My son has put Elmo and puppets aside for now, and has focused his attention on Pixar movies, especially Cars. He watches Cars and one other Pixar movie each day. We have a really cool 5-disc player and it seems like the movie about the precision instrument of speed and aerodynamics owns a home in slot five. This morning after watching Nemo find his daddy, he went over to the movie drawer and pulled out Cars, clearly enunciating, "I want this." Well, today we're taking a break from his scheduled programming, and I decided to dig out something new to hopefully pique his interest, Hook.


I've been watching Hook for almost 20 years, I love the story of what if the boy who didn't grow up actually grew up. When I started watching it with my son this morning, I don't know how well it grabbed his attention, but it grabbed mine. It also reminded me of how much life has changed since I became a daddy.

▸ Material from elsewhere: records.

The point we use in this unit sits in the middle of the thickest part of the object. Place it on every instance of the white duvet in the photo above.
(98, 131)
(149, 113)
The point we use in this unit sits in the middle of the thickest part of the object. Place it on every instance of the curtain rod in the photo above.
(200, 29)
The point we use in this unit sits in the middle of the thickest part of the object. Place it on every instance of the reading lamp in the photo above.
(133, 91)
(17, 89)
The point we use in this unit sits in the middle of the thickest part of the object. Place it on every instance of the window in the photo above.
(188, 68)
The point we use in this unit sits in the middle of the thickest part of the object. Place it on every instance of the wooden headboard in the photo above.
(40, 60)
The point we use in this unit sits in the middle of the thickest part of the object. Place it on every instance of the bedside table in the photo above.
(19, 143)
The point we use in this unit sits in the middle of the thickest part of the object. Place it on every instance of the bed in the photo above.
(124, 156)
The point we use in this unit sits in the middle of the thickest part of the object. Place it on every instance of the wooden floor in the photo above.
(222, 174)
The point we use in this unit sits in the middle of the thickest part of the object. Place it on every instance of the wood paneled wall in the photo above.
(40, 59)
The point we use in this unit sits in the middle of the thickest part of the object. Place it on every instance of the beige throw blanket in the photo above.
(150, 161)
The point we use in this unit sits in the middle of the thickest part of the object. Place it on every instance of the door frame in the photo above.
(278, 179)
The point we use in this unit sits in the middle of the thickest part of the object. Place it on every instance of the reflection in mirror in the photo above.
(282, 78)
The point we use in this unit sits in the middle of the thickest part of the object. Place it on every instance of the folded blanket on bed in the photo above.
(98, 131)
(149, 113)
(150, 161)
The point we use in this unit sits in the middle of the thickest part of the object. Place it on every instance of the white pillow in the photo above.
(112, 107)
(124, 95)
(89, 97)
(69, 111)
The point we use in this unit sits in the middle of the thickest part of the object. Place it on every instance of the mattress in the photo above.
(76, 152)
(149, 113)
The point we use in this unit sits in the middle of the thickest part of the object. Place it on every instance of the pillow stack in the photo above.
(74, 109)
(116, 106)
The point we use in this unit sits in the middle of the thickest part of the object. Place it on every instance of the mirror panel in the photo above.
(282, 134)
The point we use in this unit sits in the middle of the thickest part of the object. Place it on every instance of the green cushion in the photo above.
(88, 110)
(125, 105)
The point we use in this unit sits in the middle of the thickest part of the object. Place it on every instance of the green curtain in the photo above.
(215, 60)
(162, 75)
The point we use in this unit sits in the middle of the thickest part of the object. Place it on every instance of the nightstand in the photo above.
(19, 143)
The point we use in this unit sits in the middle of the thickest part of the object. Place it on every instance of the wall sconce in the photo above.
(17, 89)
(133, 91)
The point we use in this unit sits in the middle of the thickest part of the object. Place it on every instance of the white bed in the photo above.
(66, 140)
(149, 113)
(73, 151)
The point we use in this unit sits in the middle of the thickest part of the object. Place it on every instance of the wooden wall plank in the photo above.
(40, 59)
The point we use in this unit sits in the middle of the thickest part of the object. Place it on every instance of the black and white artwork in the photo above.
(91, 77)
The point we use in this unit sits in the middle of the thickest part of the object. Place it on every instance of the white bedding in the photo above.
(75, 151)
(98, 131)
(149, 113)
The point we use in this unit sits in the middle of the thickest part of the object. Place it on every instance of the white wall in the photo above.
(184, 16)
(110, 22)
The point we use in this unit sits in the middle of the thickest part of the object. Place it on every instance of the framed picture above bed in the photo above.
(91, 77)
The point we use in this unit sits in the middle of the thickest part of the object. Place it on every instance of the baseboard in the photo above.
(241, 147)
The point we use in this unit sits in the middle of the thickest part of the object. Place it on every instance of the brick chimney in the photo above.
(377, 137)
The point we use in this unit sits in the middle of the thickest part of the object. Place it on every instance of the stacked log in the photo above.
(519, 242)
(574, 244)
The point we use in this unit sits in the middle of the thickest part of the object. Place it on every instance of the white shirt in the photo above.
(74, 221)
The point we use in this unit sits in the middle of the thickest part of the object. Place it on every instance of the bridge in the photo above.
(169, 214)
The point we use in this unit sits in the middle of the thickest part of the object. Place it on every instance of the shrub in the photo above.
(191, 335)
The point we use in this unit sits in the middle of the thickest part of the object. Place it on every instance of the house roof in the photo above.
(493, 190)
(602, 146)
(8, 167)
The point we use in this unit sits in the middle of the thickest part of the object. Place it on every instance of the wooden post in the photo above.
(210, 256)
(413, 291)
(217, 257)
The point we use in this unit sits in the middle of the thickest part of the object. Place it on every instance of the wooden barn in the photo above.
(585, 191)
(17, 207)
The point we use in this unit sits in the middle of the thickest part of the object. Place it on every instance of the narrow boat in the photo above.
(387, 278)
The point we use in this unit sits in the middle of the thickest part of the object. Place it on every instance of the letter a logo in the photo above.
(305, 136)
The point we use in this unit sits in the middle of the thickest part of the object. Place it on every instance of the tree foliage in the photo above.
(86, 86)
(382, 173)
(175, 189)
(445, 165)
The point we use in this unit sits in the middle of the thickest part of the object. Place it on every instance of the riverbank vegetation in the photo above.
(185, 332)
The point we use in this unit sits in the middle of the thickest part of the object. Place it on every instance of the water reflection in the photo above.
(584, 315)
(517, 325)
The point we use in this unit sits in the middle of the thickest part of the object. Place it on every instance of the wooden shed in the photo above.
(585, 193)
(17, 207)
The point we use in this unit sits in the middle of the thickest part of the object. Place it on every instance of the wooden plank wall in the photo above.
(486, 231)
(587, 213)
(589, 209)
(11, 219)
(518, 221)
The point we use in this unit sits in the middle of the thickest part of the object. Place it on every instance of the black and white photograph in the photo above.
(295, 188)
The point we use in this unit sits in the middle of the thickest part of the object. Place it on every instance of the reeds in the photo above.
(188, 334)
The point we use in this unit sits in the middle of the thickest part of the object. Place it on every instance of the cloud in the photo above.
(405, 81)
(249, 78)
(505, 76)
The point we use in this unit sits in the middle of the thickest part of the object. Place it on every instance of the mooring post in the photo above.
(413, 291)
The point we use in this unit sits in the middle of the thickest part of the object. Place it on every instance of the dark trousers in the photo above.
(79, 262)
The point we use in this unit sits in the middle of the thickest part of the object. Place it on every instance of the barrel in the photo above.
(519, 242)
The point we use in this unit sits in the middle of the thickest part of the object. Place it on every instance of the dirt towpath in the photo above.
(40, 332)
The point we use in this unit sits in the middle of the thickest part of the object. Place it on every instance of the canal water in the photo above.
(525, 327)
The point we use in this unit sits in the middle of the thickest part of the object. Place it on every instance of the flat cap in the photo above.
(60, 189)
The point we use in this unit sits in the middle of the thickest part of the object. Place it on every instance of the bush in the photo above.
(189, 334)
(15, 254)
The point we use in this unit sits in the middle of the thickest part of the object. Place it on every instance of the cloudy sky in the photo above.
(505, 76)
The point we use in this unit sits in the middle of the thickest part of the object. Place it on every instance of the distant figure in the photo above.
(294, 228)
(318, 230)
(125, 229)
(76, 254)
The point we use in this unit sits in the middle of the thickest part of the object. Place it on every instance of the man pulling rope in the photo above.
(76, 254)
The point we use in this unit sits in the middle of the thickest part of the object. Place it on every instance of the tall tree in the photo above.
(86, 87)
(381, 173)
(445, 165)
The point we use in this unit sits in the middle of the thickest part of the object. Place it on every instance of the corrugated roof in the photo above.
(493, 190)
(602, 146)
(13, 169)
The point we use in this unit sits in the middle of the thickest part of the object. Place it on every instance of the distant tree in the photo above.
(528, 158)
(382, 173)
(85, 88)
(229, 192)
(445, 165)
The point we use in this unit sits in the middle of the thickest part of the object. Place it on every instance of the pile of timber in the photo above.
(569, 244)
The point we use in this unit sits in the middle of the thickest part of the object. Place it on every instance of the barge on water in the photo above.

Peter Pan can't think of a happy thought to let him fly, and eventually finds a stuffed animal from his childhood and finds his happy thought. I always thought as a kid that this thought that allowed him to fly was being a kid (since lets face it Robin Williams is a big kid, still, even if he is like 340 years old) and remembering his family. But, that wasn't true. The thought, the memory that gave him wings to fly was remembering being a daddy, having children

When I watched this today, with my son sitting in my lap and my daughter sitting next to me, it brought tears my eyes watching Peter remember how to fly, because his happy thought is his children, and the privilege of being a daddy (a privilege he had forgotten at the beginning of the movie). When Peter says to his son, "I found my happy thought, it took me three days to find it. Guess what happened when I did, up I went. You know what my happy thought was? It was you." My son clapped and smiled for Peter, and I couldn't help but join him. What a wonderful "daddy" feel good movie, remembering how important children are, how happy they make us, how they fill a daddy's heart teaching them what love really is.When I tucked my son in for his nap this afternoon, I gave him a hug and kiss, telling him he'll never know how much his daddy loves him until he becomes a daddy too. I told him, and my daughter, that they are my happy thoughts and although they're stuck with me, I am so happy to have them in my life and in my heart.

I realized when I told them this that now that I know what it means to love as a daddy, I know how much my dad loves me. Us men don't say it often enough, not too manly you know. But a father's love can't be understood, it has to be experienced. I thank God for reminding me of this, I thank Him for being my Heavenly Father, I thank Him for my dad whom I love very much, and I thank Him for making me a dad with two beautiful (but at times trying) children. With happy thoughts like this, I really can fly.

What a special reminder to have today, and all because I needed a break from watching Lightning McQueen blow the Piston Cup (for the 678th time).

BLT says....know your happy thought and take off to the sky.